La Tribù di m.a.n.a.
La Tribù di m.a.n.a.
Questa immagine si riferisce al progetto “m.a.n.a.”, che sta per venire alla luce in quel del Friuli. Ne sono parte come fondatrice e promotrice, ma ne potrò parlare solo una volta svelato, a voce, a chi mi sta vicino.

Coperta Sirena
Inizio della Coperta Sirena

Cuore di maglia
Cuore di maglia
Questa è una passione che arde nel cuore e nelle mani: il lavoro a uncinetto e, da pochi mesi, il lavoro con i ferri da maglia. Vorrei dedicarmici di più, e sto creando uno spazio apposito per condividere queste arti con altre persone che hanno voglia di utilizzare il loro tempo e la loro energia in questo modo, creando con le mani.

Farfalle
Incontri
Queste farfalle sono invece un simbolo di mutamento e di caducità: di questo mi occupo quando lavoro come professionista della relazione d’aiuto. Offro infatti un servizio di counselling (così come individuato dalla L. 4/2013, cioé come professione intellettuale) con l’obiettivo di aiutare i miei clienti ad aiutarsi. Si sostanzia in un percorso di consapevolezza di sé fondato sulla pratica dell’Ascolto. Lo scrivo con la A maiuscola, perché si tratta di un ascolto a tutto tondo, un ascolto che permette di ascoltarsi… come l’architettura di una buona sala di concerti, che permette al suono di espandere in tutte le direzioni. Nell’ascolto distinguiamo diversi piani dove poter mettere attenzione: corpo, nostra prima casa, terra; emozioni, colori e sapori dei nostri paesaggi interiori, acqua; pensieri, forme che disegnano strade, autostrade o sentieri da scoprire, aria. Un piano  ancora più sottile è quello energetico raggiungibile grazie alle pratiche meditative, fuoco. 
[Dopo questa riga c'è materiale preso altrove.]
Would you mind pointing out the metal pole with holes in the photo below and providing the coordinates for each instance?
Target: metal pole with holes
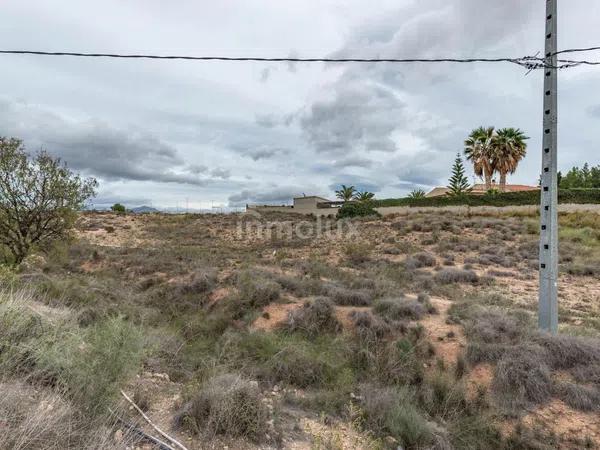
(548, 302)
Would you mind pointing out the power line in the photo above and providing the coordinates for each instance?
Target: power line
(576, 50)
(529, 62)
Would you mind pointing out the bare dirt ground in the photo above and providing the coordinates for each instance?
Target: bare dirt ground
(180, 276)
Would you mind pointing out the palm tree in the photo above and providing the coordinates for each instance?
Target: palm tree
(510, 148)
(479, 149)
(345, 193)
(417, 193)
(364, 196)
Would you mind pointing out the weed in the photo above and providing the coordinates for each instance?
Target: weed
(315, 317)
(399, 308)
(226, 404)
(449, 276)
(521, 379)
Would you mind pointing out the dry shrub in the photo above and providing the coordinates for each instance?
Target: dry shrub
(200, 282)
(453, 275)
(567, 352)
(36, 418)
(583, 398)
(357, 252)
(399, 308)
(494, 327)
(392, 411)
(420, 260)
(256, 291)
(369, 327)
(350, 297)
(521, 379)
(315, 317)
(229, 405)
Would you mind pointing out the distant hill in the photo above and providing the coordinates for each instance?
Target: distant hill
(143, 210)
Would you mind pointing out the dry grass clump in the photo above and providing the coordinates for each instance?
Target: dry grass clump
(420, 260)
(39, 419)
(226, 404)
(256, 291)
(522, 379)
(357, 252)
(567, 352)
(200, 282)
(315, 317)
(399, 308)
(300, 286)
(455, 275)
(580, 397)
(350, 297)
(368, 326)
(391, 411)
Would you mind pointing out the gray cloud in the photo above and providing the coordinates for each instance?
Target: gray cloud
(360, 116)
(99, 149)
(352, 161)
(594, 111)
(220, 173)
(279, 196)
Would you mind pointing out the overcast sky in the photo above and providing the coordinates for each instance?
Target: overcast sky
(236, 133)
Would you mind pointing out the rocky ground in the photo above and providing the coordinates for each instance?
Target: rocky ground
(289, 332)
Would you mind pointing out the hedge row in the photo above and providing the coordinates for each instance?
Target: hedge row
(578, 196)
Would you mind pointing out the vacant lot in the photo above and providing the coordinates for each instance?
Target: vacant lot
(413, 331)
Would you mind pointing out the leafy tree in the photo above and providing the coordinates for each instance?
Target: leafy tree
(479, 149)
(118, 208)
(364, 196)
(417, 193)
(345, 193)
(39, 198)
(459, 183)
(583, 178)
(358, 209)
(509, 149)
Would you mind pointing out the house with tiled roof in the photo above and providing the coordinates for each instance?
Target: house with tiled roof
(480, 189)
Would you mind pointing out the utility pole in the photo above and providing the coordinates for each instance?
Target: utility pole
(548, 302)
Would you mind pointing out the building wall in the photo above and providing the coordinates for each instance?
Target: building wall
(407, 210)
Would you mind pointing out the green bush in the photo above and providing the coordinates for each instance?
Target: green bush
(118, 208)
(578, 196)
(229, 405)
(360, 209)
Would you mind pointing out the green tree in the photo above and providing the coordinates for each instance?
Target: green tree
(345, 193)
(417, 193)
(509, 149)
(364, 196)
(118, 208)
(585, 178)
(459, 183)
(39, 198)
(479, 150)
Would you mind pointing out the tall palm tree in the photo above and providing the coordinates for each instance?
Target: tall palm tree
(345, 193)
(479, 149)
(364, 196)
(510, 148)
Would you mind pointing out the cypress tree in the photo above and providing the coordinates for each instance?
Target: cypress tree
(459, 183)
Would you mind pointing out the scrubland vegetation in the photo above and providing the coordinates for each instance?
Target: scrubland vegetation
(419, 332)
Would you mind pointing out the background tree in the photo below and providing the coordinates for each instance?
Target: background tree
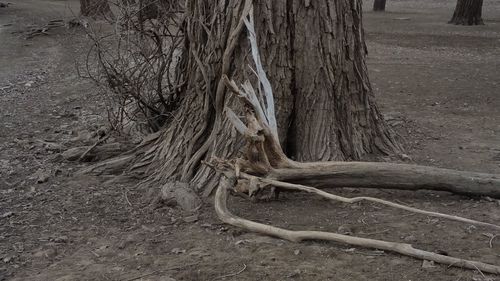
(94, 8)
(379, 5)
(468, 12)
(314, 54)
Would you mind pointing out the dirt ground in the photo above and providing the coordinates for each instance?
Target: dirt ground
(437, 84)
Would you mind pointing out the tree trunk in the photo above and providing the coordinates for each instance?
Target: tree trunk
(94, 8)
(314, 55)
(468, 12)
(379, 5)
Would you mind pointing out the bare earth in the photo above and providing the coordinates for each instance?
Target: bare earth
(437, 84)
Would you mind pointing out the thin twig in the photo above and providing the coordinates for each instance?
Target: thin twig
(232, 274)
(99, 141)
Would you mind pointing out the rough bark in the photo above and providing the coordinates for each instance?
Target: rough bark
(314, 54)
(468, 12)
(265, 161)
(379, 5)
(94, 8)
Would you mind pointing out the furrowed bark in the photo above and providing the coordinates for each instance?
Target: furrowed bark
(389, 176)
(379, 5)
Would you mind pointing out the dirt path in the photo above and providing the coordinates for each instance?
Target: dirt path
(438, 85)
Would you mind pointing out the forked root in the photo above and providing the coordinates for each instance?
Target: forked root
(229, 181)
(265, 164)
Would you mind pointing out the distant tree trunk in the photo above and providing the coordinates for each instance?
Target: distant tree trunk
(468, 12)
(379, 5)
(314, 55)
(94, 8)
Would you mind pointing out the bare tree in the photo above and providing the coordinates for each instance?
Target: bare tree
(312, 102)
(468, 12)
(94, 8)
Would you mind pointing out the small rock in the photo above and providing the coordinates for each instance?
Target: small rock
(344, 229)
(428, 264)
(47, 253)
(410, 238)
(185, 197)
(61, 239)
(6, 215)
(41, 176)
(191, 219)
(294, 274)
(405, 157)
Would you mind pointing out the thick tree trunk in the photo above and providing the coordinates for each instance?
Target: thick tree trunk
(379, 5)
(468, 12)
(94, 8)
(314, 55)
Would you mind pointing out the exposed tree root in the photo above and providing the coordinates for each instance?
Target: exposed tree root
(296, 236)
(265, 164)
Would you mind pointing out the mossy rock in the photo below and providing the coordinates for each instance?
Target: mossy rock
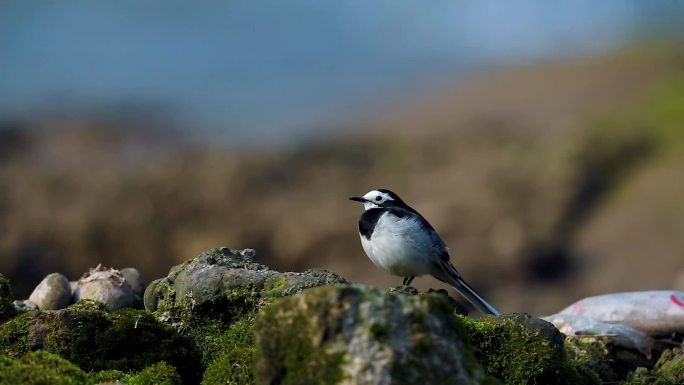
(595, 353)
(7, 310)
(236, 362)
(204, 296)
(668, 370)
(44, 368)
(521, 349)
(352, 334)
(94, 339)
(40, 368)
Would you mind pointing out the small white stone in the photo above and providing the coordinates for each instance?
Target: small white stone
(52, 293)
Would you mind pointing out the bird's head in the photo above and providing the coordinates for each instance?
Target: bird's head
(379, 198)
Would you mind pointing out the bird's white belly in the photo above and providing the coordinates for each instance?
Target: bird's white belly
(398, 247)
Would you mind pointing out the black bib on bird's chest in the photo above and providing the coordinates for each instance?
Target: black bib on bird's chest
(370, 218)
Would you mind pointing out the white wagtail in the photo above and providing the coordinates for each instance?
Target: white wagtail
(400, 241)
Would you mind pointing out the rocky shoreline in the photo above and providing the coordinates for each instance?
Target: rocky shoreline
(222, 318)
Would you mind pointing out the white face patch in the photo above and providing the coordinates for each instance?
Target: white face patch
(375, 198)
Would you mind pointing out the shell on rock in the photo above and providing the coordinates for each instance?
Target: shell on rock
(52, 293)
(107, 286)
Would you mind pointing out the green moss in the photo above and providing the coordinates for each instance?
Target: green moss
(40, 368)
(6, 307)
(290, 358)
(235, 364)
(95, 340)
(107, 376)
(378, 330)
(593, 354)
(14, 340)
(670, 366)
(518, 354)
(160, 373)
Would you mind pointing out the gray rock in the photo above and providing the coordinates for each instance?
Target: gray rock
(222, 275)
(356, 335)
(135, 279)
(24, 305)
(107, 286)
(52, 293)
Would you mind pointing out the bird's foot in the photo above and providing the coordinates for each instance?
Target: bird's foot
(407, 280)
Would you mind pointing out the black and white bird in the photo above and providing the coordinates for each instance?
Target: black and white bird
(400, 241)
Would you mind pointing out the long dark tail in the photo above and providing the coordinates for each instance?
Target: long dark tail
(453, 278)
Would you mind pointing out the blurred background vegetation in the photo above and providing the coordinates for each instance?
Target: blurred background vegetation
(546, 145)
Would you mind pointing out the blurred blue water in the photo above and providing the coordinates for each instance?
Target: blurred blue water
(265, 71)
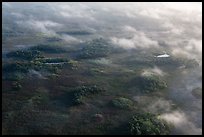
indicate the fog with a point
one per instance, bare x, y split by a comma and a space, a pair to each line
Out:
172, 27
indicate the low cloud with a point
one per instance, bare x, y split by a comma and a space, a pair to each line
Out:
182, 125
138, 40
153, 71
69, 39
40, 26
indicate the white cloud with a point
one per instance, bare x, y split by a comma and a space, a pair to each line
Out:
138, 40
153, 71
70, 39
40, 26
181, 123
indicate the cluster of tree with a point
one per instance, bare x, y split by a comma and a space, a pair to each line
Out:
79, 93
122, 103
148, 124
48, 48
149, 83
93, 49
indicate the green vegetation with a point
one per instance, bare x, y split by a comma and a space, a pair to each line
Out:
48, 48
147, 124
149, 83
84, 91
122, 103
16, 67
94, 49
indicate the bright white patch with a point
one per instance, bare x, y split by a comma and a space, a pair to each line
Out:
153, 71
163, 56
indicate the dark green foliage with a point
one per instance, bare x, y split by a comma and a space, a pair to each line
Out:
48, 48
94, 49
147, 124
25, 54
16, 67
84, 91
122, 103
149, 83
16, 86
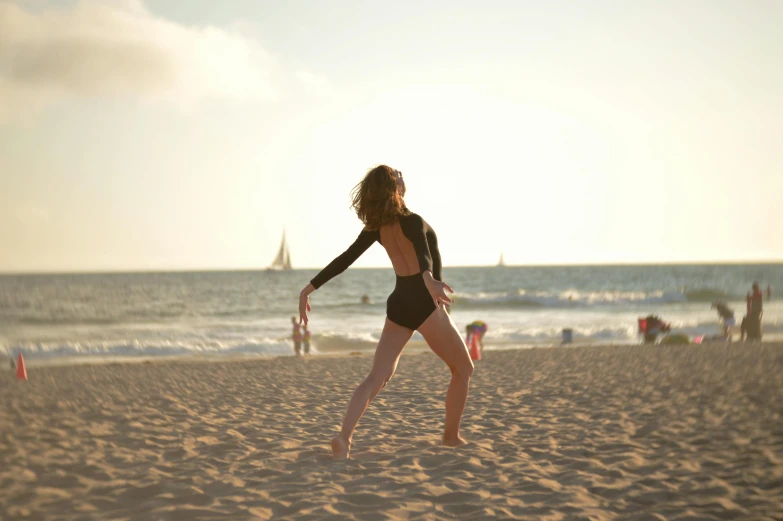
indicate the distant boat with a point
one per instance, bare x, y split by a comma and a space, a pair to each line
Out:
283, 260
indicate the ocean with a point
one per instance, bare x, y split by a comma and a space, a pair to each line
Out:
50, 317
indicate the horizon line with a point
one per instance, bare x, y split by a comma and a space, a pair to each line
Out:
256, 269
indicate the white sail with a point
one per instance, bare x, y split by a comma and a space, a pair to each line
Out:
283, 259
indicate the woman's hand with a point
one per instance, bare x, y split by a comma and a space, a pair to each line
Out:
304, 303
437, 289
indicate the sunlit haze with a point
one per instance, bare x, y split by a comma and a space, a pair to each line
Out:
174, 134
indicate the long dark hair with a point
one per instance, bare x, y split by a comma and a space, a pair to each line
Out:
376, 198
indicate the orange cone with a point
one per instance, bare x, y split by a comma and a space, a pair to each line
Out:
21, 371
475, 353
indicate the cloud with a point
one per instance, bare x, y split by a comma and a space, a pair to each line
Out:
32, 215
314, 84
118, 48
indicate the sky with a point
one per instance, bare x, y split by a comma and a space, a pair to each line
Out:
179, 135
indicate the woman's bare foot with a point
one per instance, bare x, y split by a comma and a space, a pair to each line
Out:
454, 441
340, 447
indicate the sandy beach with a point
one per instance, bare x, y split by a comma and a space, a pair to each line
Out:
598, 433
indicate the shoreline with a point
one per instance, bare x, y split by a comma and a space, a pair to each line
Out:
604, 432
411, 348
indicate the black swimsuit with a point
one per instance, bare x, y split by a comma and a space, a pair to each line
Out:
410, 304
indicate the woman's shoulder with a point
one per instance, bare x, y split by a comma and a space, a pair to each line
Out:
411, 217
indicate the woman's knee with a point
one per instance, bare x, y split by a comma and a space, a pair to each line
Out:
464, 369
377, 380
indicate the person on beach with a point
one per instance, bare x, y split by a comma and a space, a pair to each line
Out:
726, 315
755, 312
745, 319
306, 339
296, 336
478, 328
416, 304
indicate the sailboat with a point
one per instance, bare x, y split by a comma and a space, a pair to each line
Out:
283, 260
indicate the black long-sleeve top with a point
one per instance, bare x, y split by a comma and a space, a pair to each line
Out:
415, 229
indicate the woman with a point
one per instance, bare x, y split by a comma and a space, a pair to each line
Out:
416, 304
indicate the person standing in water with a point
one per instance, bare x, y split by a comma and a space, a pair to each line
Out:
726, 315
416, 304
296, 336
306, 339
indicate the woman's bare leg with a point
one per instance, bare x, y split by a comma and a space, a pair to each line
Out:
443, 338
387, 354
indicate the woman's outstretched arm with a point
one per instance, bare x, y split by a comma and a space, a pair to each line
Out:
334, 268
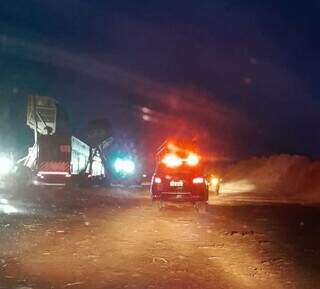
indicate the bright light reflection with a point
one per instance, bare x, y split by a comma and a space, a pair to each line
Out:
8, 209
241, 186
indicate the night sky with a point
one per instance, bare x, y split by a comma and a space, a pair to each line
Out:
240, 76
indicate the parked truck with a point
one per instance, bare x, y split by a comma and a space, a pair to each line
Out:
63, 159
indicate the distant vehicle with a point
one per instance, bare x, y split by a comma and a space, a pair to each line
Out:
179, 177
63, 159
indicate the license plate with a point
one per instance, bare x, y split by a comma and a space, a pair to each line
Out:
176, 183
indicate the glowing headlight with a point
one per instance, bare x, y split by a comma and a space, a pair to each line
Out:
214, 181
6, 165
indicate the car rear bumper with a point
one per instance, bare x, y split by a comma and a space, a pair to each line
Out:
178, 197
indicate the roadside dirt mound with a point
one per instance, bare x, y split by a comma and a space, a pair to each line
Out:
288, 174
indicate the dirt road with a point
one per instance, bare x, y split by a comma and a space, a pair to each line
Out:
116, 239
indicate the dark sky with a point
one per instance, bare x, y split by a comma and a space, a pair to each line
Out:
241, 76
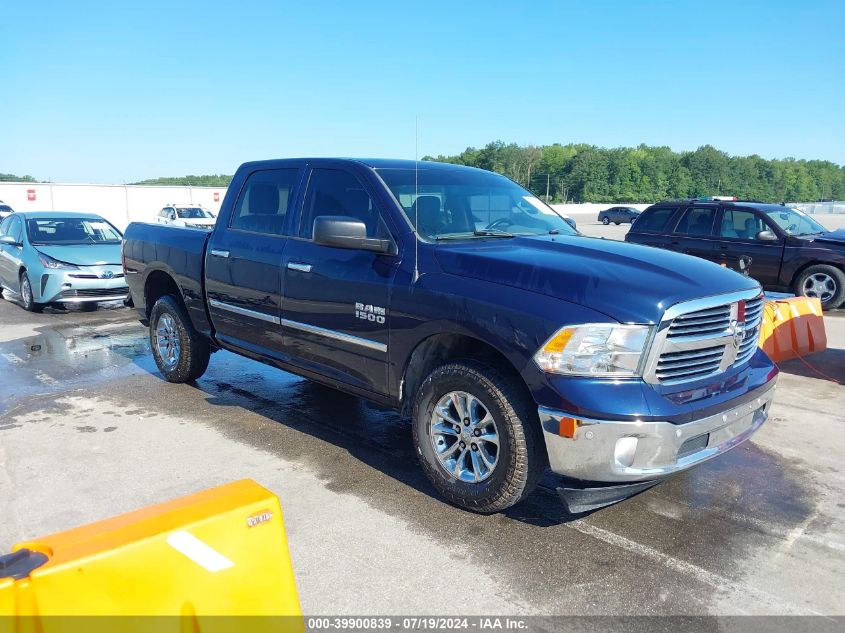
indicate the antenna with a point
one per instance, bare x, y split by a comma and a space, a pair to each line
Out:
416, 198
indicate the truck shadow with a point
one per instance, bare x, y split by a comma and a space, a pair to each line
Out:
747, 481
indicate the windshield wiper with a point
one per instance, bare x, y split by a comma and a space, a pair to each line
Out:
477, 233
492, 233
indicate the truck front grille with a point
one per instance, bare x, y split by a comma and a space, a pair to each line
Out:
692, 364
705, 341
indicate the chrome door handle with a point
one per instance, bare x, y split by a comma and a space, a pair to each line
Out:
303, 268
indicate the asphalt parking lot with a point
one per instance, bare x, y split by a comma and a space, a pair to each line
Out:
88, 429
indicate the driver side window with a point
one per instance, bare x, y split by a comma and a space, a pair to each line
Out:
337, 192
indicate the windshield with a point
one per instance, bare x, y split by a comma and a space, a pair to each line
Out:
793, 221
65, 231
192, 213
462, 204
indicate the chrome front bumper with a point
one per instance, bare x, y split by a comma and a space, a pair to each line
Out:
615, 451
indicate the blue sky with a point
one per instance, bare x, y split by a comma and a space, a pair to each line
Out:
119, 91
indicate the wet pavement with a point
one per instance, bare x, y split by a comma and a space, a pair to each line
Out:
89, 429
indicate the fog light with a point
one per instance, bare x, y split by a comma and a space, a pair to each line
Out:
626, 449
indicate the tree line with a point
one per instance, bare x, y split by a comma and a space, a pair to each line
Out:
213, 180
13, 178
586, 173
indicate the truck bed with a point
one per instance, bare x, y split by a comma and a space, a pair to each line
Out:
176, 251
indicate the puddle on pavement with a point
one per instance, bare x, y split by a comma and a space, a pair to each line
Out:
68, 356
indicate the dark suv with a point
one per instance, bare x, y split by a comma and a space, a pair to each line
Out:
618, 215
783, 248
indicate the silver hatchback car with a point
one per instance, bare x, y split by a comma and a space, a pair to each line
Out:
61, 257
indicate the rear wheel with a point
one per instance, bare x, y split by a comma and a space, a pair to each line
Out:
27, 298
180, 352
477, 437
823, 282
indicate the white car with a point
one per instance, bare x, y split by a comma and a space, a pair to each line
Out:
192, 216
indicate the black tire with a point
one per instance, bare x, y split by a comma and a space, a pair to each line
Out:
521, 455
835, 282
27, 298
190, 360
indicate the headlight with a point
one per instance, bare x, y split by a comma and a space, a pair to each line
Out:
595, 349
49, 262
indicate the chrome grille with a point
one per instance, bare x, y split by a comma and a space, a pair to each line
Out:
701, 322
696, 363
705, 337
753, 318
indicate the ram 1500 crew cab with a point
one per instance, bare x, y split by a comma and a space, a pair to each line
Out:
513, 342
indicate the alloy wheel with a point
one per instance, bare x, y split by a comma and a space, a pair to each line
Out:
464, 437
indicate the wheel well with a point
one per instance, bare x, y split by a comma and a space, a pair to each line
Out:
159, 284
442, 348
807, 265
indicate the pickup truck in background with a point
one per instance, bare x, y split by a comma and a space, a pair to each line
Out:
784, 249
513, 342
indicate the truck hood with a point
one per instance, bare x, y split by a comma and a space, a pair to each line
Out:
198, 221
628, 282
829, 238
83, 254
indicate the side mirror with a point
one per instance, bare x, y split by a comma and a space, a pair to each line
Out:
344, 232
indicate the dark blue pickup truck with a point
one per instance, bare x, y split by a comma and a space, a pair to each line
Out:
450, 293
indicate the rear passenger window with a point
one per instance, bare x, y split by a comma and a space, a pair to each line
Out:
264, 202
654, 219
697, 221
336, 192
739, 224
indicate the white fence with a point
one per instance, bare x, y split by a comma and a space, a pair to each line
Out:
119, 204
820, 208
122, 204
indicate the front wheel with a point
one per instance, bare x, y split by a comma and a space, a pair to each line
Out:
27, 298
823, 282
477, 437
180, 352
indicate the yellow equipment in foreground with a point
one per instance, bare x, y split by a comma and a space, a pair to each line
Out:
792, 327
220, 552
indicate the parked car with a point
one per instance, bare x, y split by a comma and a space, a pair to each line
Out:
51, 256
617, 215
785, 249
454, 295
191, 216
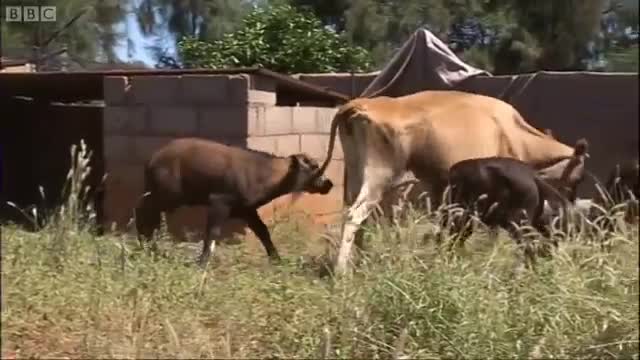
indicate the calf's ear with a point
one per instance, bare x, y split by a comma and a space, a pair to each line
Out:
581, 148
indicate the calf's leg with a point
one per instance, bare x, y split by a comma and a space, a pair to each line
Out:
377, 180
262, 232
218, 211
147, 215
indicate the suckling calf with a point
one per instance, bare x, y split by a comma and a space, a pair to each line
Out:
232, 182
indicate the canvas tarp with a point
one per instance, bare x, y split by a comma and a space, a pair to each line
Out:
424, 62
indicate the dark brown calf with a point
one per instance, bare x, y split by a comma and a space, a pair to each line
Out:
232, 182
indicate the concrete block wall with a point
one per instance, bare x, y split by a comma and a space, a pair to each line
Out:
285, 130
142, 113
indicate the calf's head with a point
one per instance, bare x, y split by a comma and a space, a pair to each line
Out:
304, 178
567, 174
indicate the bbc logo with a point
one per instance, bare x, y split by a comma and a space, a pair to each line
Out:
30, 13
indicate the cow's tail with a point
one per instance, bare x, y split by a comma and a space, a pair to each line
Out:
343, 114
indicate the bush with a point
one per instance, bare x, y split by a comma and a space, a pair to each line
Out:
279, 38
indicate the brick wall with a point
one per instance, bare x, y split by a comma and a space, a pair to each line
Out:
285, 130
143, 113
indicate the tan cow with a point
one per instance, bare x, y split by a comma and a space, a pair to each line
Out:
426, 133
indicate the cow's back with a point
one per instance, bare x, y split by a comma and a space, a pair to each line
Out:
199, 166
441, 128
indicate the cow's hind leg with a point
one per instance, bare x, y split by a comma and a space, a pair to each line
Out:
218, 211
375, 184
262, 232
147, 217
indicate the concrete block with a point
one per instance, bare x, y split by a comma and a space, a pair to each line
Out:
337, 149
238, 89
124, 120
145, 146
261, 97
173, 121
256, 120
117, 148
287, 145
315, 145
304, 120
219, 122
324, 117
205, 89
115, 90
155, 90
262, 143
278, 120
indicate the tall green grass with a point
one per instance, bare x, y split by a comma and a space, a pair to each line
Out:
68, 293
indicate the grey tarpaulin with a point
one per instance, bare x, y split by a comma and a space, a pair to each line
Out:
424, 62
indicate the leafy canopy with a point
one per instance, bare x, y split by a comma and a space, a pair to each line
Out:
280, 38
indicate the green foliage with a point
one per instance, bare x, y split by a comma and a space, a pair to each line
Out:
92, 37
280, 38
69, 294
110, 299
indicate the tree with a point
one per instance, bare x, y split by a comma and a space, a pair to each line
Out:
85, 31
280, 38
556, 33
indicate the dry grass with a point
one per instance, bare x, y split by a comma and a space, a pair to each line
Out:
67, 293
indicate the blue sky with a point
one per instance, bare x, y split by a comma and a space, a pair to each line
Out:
134, 34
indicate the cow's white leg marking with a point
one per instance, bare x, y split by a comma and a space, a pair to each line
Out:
377, 180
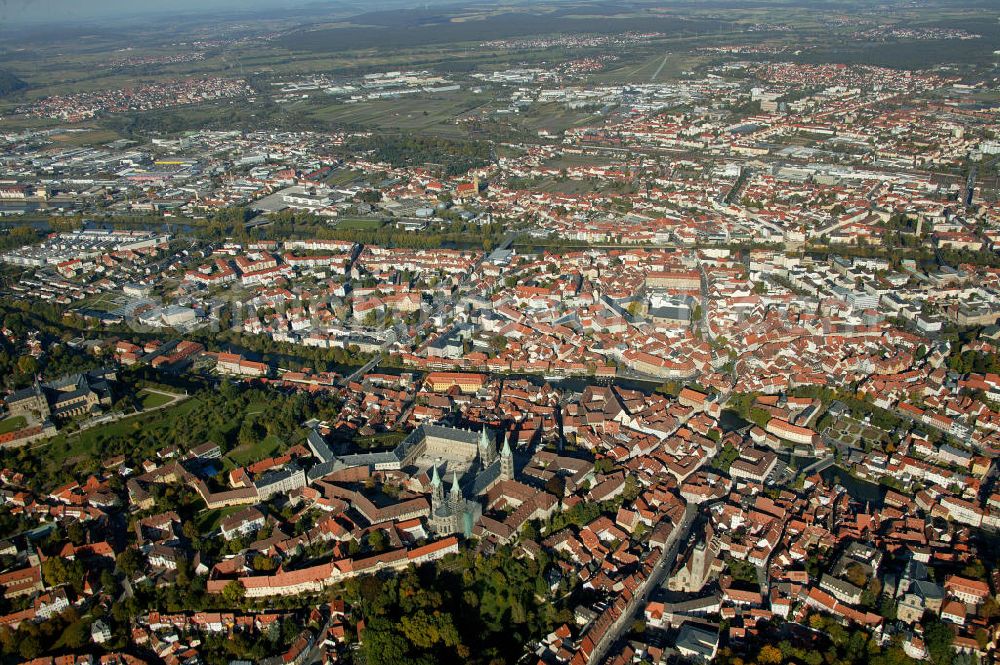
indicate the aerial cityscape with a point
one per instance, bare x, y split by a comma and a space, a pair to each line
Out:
541, 332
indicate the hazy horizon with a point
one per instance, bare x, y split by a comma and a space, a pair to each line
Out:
42, 12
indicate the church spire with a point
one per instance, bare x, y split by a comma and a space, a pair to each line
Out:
506, 460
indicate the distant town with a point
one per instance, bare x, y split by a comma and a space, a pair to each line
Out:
675, 340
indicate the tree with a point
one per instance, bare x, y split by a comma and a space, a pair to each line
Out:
769, 655
234, 593
27, 365
938, 637
130, 562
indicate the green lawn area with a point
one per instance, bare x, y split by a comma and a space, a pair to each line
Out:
151, 400
359, 224
12, 424
86, 444
243, 455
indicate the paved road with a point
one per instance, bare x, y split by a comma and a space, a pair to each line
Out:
361, 371
655, 579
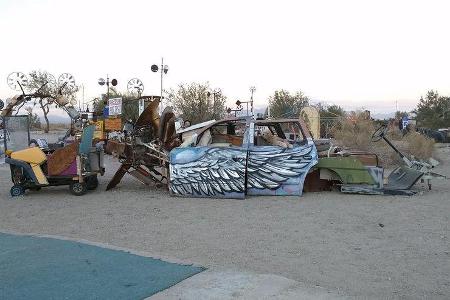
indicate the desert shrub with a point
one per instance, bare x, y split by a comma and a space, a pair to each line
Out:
354, 132
418, 145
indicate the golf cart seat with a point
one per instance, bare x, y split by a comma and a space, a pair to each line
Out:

… il deserto… c’è uno spazio, dentro di me, che assomiglia a questo deserto. Che è uno spazio denso, ricco e fertile. So che può sembrare un controsenso, ma per me è così. Non sono mai stata nel deserto, nel mondo fuori. Ho vissuto epoche intere nel mio deserto dentro. E, dopo averci trovato tesori, vuoto, paure, solitudini, scheletri, ricordi, traumi, rabbia, desolazione… bé, dopo un po’, che anzi è stato molto, questo deserto si è riempito. E’ uguale a com’era, eppure è totalmente diverso. Per me questo è uno spazio sacro, dentro, e un po’ magico. E’ dove sono accadute e stanno accadendo molte cose, tra le quali ce n’è qualcuna che vorrei condividere anche con te.

Multipotenziale
Multipotenziale
Boccioli che potrebbero contenere cose diametralmente opposte; una collezione di oggetti tra i più vari e variegati; tutti i paesaggi della terra e delle stelle; il volto di ogni essere umano; qualche miliardo di cellule che, pur vivendo insieme, ancora non ha deciso per una forma unica, perché le forme possono andare bene. Sto scoprendo proprio ora che non sono come mi hanno raccontato, e, anzi, provo una profonda soddisfazione nell’essere mossa da un sentire profondo che mi porta a fare più cose, in vari campi, a momenti alterni. E posso smettere di cercare di farle andare insieme, perché ognuna  ha il suo percorso, la sua origine, la sua funzione, la sua intenzione. E allora provo a lasciare che siano, così come sono, emissari differenti di uno stesso grande fiume. E cerco di nuotare a favore di corrente, invece di aggrapparmi ad ogni ramo, sasso, sporgenza. In fondo, sono in grado di nuotare.